A mother shares her story about the day she learned her child had a potentially deadly allergy.
Jenny Taylor recounts the day in which a simple meal changed her life forever. In a post on Let's Talk Mommy, Taylor describes the immense guilt she felt after giving her child a peanut butter and jelly sandwich, and hopes to raise awareness about severe allergies, as reported by Let’s Talk Mommy.
Taylor gave her son a peanut butter sandwich with strawberry jelly, her favorite flavor of jam on this classic meal. As she waited for a smile to confirm how much he enjoyed it, the child went into anaphylactic shock. He started coughing, vomiting, and his eyes rolled back in his head. The child fell unconscious during the short car ride to the hospital.

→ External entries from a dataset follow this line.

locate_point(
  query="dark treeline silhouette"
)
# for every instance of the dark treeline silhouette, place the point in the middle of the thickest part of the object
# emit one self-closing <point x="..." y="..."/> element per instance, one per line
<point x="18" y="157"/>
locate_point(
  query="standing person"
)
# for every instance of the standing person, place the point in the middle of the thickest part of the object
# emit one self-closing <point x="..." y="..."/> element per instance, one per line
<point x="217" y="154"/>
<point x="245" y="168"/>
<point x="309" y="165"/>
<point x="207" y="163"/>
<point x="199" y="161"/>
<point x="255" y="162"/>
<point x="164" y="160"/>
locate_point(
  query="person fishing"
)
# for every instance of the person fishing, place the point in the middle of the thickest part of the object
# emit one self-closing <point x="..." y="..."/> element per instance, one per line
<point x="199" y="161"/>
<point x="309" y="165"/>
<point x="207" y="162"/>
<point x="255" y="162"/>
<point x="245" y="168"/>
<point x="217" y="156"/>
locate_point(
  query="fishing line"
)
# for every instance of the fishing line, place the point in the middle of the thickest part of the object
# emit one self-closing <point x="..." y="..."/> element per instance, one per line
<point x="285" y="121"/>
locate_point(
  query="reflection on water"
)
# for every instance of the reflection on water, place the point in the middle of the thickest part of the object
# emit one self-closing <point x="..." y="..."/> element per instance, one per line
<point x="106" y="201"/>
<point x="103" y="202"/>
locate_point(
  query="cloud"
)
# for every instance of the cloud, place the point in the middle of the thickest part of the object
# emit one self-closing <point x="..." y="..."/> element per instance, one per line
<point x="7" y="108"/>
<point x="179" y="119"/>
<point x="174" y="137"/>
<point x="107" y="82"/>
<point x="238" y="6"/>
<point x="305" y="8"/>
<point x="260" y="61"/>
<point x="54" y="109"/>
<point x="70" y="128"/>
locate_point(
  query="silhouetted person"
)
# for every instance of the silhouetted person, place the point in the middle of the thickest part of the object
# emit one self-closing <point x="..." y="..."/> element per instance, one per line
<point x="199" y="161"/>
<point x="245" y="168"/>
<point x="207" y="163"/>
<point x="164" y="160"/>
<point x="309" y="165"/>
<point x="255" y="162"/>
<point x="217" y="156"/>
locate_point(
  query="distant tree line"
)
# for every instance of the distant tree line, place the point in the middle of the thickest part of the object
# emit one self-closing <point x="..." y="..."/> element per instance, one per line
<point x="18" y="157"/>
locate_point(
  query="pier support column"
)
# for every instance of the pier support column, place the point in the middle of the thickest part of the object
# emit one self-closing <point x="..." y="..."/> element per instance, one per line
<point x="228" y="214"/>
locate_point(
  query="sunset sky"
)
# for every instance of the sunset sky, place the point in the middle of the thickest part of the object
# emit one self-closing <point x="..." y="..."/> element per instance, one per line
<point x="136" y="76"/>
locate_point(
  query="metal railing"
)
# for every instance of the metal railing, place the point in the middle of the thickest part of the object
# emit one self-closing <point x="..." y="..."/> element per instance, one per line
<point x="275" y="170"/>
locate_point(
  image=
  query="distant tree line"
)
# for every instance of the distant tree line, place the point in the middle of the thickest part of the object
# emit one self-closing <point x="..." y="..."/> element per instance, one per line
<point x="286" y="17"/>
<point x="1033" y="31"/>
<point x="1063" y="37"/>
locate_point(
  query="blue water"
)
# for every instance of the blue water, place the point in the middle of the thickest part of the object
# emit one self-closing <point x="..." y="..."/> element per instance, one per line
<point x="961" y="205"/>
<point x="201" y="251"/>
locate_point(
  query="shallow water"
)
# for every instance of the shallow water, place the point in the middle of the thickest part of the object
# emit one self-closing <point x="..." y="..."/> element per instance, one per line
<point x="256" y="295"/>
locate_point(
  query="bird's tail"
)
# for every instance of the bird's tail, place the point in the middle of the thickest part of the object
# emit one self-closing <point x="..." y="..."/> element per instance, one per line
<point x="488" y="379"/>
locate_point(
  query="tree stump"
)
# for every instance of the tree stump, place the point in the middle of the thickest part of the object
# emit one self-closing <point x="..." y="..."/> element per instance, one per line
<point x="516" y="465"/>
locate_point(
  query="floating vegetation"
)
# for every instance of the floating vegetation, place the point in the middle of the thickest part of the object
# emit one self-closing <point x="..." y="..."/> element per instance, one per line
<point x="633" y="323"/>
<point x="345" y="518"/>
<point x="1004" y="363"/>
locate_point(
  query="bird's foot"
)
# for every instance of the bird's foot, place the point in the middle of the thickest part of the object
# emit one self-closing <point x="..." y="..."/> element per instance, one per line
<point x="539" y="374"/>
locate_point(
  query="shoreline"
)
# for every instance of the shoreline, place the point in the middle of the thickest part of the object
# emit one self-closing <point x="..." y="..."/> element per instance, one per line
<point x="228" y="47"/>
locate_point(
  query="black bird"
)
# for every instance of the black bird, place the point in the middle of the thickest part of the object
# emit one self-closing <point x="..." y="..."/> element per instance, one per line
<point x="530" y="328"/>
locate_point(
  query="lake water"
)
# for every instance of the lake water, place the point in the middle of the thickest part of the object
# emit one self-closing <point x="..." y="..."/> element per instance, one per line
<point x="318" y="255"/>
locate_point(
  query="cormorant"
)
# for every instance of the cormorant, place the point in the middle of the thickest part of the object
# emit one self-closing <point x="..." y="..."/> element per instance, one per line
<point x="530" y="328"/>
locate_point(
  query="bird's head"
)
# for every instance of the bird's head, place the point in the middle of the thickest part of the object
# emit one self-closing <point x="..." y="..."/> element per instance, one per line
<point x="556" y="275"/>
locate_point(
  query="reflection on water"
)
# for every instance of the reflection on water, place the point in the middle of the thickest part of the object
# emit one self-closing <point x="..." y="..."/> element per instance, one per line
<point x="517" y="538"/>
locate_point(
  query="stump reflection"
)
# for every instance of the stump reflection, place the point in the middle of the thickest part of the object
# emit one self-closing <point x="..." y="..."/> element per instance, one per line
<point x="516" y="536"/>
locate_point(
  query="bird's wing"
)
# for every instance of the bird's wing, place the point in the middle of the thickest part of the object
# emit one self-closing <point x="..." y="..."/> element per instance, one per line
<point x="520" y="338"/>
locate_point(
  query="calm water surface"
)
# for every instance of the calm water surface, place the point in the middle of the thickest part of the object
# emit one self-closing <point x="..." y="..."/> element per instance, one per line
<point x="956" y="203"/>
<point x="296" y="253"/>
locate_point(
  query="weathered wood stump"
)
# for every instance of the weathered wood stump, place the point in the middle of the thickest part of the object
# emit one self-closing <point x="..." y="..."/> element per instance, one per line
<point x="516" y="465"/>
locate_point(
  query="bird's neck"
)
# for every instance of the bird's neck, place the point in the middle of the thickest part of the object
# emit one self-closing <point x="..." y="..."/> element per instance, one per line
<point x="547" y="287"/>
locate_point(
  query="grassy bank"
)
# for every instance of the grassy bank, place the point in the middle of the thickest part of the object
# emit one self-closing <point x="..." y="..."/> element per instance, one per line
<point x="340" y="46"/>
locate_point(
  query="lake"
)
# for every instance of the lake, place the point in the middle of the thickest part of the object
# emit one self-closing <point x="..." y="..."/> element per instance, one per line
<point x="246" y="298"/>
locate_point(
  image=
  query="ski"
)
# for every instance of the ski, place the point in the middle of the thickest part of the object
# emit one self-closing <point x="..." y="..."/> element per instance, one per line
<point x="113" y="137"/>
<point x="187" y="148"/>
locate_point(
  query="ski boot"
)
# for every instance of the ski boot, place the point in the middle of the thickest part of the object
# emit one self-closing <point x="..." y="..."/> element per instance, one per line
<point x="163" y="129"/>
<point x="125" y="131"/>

When they arrived, Taylor ran past the reception through the double doors and screamed that her child was in anaphylactic shock.
“A doctor to the right of me, moved faster than I had ever seen anyone move and gave you a shot that made you gasp and me cry out in relief," Taylor wrote. "My baby was alive. He saved my son.”

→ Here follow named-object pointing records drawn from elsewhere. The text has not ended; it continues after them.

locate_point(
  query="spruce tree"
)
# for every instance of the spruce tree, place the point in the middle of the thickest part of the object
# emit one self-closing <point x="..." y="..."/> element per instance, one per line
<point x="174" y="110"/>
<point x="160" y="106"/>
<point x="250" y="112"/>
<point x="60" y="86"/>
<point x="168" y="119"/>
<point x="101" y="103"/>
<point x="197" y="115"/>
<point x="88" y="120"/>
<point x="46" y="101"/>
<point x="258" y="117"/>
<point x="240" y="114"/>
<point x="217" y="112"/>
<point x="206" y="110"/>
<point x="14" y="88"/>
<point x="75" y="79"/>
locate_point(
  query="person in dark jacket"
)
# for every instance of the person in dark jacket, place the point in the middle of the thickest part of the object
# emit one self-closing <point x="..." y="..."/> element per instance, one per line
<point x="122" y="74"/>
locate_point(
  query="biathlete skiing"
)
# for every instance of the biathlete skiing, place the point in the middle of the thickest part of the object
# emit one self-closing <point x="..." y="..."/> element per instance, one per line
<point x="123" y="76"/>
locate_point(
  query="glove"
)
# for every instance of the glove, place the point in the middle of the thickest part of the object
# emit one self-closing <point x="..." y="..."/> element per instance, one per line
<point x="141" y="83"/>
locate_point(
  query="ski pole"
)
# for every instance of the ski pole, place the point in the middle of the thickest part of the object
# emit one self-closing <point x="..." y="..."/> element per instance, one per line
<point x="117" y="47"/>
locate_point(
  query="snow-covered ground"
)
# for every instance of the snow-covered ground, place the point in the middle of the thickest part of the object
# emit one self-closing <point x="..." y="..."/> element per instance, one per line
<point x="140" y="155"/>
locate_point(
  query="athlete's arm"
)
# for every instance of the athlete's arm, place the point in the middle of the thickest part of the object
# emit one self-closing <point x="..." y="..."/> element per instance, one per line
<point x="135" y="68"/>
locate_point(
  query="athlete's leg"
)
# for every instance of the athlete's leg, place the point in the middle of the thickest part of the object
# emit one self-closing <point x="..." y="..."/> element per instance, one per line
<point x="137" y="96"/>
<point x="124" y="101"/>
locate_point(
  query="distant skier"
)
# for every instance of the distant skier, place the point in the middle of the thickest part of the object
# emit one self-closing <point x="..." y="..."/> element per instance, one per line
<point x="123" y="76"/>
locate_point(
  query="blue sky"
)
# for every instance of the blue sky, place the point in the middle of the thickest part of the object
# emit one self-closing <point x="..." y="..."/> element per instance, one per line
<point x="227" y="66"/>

According to the American College of Allergy, Asthma, and Immunology, anaphylaxis can be fatal if not promptly treated with epinephrine.
After the child was dismissed from the hospital, Taylor said she was terrified to leave the house with him for six weeks, and paranoid about everything she fed him. Years later, her son has several known allergies, but she constantly fears the worst.
“I can’t take my son anywhere without the anxiety of this day flooding back even after four years.”
Taylor wants to reach out to other parents through her post.
“It’s a completely different life taking care of a child with allergies. You don’t just have to protect them from bumps and scrapes but every person they come into contact with is a risk. […] It’s a never ending circle of paranoia.
She hopes that other parents whose children have severe allergies do not feel guilty about their children’s potential allergic reactions.
“As long as you are always ready to react…you are doing your very best,” she said, as reported by LiftBump.